A ce moment-là, le jaune du désert engloutit le fantôme de la mère, qui ne peut que s’enfuir. Sa fille enfin parvient à lui pardonner. Quelque chose s’est passé. Le voyage l’a disposée à surmonter sa rancoeur.

L’éveil des souvenirs

Alexandrie est déjà aux portes, annoncée par la mélancolique chanson de Nagat Ana baachaq al-bahr (j’adore la mer). La rencontre fatidique avec la mère approche. Ce serait peut-être le fameux moment qui pourrait changer une vie ?

Retour en Alexandrie apparaît comme un voyage initiatique de croissance et de maturation qui se déroule à travers les lieux, les objets, les symboles, les sons et les visages d’une mémoire troublée.

Ceux qui sont nés à Alexandrie ou ont simplement vécu leur enfance en Egypte pourront profiter pleinement de ce fruit délicat et délicieux avec la voracité de ceux qui en ont été privés, après l’avoir goûté, en raison de nombreux mystères de l’Histoire et du destin. Au-delà d’un certain maniérisme, si l’on regarde le film comme un long rêve, ces derniers retrouveront des couleurs, des formes, des voix perdues, et en eux des souvenirs poignants se réveilleront.
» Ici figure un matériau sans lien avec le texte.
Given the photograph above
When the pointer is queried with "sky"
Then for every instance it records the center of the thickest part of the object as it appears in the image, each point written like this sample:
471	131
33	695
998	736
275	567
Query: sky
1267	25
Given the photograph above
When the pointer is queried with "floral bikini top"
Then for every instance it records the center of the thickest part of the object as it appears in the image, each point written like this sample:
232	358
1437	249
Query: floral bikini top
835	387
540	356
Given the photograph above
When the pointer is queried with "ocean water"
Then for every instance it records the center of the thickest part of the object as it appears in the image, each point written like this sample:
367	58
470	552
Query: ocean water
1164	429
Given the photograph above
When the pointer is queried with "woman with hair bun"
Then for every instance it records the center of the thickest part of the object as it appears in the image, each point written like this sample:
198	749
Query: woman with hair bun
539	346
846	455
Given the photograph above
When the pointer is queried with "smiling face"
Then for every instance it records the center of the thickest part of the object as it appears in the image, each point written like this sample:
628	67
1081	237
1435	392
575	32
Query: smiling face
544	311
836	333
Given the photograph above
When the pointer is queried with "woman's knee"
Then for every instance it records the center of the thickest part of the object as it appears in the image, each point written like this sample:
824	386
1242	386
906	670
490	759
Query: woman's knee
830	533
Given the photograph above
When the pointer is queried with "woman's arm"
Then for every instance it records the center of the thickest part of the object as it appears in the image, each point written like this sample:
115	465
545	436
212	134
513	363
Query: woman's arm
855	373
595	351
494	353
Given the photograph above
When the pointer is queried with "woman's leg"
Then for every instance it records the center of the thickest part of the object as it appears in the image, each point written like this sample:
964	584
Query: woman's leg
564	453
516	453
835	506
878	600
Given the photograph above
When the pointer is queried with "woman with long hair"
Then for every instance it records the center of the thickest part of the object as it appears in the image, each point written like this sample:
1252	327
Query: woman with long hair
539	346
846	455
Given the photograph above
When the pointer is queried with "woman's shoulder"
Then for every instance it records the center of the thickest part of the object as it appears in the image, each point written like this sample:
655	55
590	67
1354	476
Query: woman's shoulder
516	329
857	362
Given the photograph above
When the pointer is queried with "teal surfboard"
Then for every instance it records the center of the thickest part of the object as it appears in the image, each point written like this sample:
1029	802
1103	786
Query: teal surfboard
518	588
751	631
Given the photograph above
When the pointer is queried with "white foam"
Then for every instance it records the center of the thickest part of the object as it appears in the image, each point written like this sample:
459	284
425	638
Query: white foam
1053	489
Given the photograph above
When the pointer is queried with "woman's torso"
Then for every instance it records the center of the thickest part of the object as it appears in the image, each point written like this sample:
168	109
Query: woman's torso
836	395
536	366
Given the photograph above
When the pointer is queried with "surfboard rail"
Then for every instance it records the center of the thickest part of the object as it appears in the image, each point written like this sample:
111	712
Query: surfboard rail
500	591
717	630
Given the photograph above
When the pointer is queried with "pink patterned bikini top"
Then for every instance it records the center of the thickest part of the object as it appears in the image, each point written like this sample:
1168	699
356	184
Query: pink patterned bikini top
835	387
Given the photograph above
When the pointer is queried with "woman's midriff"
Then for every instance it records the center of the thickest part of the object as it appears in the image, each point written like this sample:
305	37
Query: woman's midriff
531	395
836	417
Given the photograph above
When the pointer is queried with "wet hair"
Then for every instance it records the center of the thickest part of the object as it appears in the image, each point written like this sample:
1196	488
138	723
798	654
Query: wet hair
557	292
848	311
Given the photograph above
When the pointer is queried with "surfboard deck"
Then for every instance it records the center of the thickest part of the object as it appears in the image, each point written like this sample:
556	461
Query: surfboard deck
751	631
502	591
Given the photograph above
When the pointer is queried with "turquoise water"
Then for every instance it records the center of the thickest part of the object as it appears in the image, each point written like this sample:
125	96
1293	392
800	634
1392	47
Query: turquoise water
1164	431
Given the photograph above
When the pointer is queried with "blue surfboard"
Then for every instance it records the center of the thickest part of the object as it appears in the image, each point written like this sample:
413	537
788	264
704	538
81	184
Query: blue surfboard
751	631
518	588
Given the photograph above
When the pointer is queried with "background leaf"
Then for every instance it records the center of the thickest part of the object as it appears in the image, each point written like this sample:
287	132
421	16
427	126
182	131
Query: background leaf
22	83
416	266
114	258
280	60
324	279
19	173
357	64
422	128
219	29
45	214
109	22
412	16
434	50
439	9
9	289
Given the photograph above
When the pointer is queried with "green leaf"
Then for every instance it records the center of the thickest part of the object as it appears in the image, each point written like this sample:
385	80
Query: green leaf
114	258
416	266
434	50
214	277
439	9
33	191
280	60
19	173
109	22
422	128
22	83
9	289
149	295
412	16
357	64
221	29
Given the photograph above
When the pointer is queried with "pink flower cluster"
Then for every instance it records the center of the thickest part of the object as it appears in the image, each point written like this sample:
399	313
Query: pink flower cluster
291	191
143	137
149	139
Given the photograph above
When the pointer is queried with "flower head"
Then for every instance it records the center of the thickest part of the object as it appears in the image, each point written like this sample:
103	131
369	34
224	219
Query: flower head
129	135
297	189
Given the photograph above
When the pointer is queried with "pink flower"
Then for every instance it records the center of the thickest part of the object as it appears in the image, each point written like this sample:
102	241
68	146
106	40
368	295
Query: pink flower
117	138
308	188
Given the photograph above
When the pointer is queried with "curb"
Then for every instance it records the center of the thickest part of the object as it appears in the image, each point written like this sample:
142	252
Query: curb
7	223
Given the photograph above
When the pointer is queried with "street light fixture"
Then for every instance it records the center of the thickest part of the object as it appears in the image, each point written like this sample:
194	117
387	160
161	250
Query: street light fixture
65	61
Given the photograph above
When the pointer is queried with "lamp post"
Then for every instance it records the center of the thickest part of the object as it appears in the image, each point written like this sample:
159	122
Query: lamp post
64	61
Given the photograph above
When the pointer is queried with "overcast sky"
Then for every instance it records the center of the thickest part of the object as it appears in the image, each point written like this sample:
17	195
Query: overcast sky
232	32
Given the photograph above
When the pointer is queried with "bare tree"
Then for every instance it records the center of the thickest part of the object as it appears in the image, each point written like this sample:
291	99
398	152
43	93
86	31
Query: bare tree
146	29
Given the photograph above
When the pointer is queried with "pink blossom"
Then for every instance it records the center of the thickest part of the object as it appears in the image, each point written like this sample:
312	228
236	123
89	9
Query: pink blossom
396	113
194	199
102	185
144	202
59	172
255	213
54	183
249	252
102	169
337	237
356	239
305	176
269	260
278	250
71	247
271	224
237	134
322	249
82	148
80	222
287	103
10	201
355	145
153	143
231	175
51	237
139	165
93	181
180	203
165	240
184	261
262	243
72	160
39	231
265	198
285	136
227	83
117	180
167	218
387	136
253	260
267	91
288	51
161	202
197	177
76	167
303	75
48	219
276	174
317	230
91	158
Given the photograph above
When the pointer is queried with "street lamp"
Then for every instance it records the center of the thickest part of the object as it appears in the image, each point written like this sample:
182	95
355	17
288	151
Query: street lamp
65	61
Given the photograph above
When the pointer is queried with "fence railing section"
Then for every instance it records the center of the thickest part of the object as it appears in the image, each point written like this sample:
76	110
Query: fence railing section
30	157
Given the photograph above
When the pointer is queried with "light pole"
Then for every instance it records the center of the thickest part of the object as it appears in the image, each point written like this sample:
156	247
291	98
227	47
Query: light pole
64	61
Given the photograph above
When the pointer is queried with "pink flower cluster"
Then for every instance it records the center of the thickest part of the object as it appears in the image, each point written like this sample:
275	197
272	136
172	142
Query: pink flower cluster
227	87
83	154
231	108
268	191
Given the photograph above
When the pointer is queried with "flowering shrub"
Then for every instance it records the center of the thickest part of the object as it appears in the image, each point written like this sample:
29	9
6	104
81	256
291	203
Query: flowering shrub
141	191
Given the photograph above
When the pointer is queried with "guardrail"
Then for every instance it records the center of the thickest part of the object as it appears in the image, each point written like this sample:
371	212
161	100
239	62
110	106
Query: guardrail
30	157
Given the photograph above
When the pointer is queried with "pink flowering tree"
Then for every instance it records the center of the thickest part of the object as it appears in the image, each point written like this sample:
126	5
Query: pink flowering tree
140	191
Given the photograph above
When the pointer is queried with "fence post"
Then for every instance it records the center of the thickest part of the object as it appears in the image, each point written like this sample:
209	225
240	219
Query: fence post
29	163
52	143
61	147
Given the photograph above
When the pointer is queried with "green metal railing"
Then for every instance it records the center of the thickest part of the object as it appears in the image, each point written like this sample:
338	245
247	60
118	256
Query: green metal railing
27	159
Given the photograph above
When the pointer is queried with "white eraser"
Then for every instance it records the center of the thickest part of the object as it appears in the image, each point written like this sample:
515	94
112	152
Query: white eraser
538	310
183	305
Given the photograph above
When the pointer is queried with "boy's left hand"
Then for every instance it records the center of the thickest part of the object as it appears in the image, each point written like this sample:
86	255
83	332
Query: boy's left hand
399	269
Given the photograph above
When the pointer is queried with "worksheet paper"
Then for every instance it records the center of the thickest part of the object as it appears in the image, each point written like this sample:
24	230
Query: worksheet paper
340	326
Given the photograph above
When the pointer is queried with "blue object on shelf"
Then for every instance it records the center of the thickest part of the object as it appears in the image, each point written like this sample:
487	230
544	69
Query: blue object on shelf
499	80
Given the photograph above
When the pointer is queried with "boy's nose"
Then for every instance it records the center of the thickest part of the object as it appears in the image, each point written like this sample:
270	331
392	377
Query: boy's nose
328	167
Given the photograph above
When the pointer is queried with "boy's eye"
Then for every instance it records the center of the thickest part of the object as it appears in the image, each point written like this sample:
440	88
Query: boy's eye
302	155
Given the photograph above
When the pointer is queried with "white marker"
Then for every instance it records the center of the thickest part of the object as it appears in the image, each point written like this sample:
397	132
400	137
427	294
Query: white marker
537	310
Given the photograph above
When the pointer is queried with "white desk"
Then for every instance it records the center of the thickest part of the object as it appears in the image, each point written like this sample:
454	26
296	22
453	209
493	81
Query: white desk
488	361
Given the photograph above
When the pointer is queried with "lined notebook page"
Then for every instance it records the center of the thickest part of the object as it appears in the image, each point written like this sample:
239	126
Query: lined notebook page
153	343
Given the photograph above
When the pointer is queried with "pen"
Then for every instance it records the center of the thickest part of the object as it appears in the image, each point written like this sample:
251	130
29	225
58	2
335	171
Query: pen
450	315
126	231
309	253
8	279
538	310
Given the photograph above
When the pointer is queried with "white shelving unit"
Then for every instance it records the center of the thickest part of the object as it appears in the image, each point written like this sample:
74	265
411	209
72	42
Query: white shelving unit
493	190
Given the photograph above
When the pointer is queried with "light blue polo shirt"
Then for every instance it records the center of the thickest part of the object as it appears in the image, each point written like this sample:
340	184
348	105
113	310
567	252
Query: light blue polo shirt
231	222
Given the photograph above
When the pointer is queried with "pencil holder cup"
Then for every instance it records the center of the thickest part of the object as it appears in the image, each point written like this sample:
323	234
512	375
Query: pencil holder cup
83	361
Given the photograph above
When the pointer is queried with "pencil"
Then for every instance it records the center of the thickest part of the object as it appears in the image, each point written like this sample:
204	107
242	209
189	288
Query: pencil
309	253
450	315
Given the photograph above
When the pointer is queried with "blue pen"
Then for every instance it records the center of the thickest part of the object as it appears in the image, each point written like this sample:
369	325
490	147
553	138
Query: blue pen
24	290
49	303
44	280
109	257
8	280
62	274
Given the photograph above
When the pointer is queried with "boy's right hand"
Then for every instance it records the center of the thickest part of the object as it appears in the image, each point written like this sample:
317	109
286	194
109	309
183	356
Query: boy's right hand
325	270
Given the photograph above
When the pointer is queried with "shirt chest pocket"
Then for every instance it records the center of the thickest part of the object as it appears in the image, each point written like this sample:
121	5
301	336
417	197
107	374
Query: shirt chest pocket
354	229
Le long métrage, que le réalisateur qualifie de semi-autobiographique, doit être lu comme une tentative de reconstituer des fragments d’un monde qu’il a intériorisé et élaboré pendant des années, grâce à ses expériences d’enfance, et aussi grâce aux histoires de sa mère égyptienne. Il le fait certainement avec des touches légères, un certain humour et un amour sincère.

Actuellement au cinéma Zawya, 15, rue Emadeddine, centre-ville du Caire.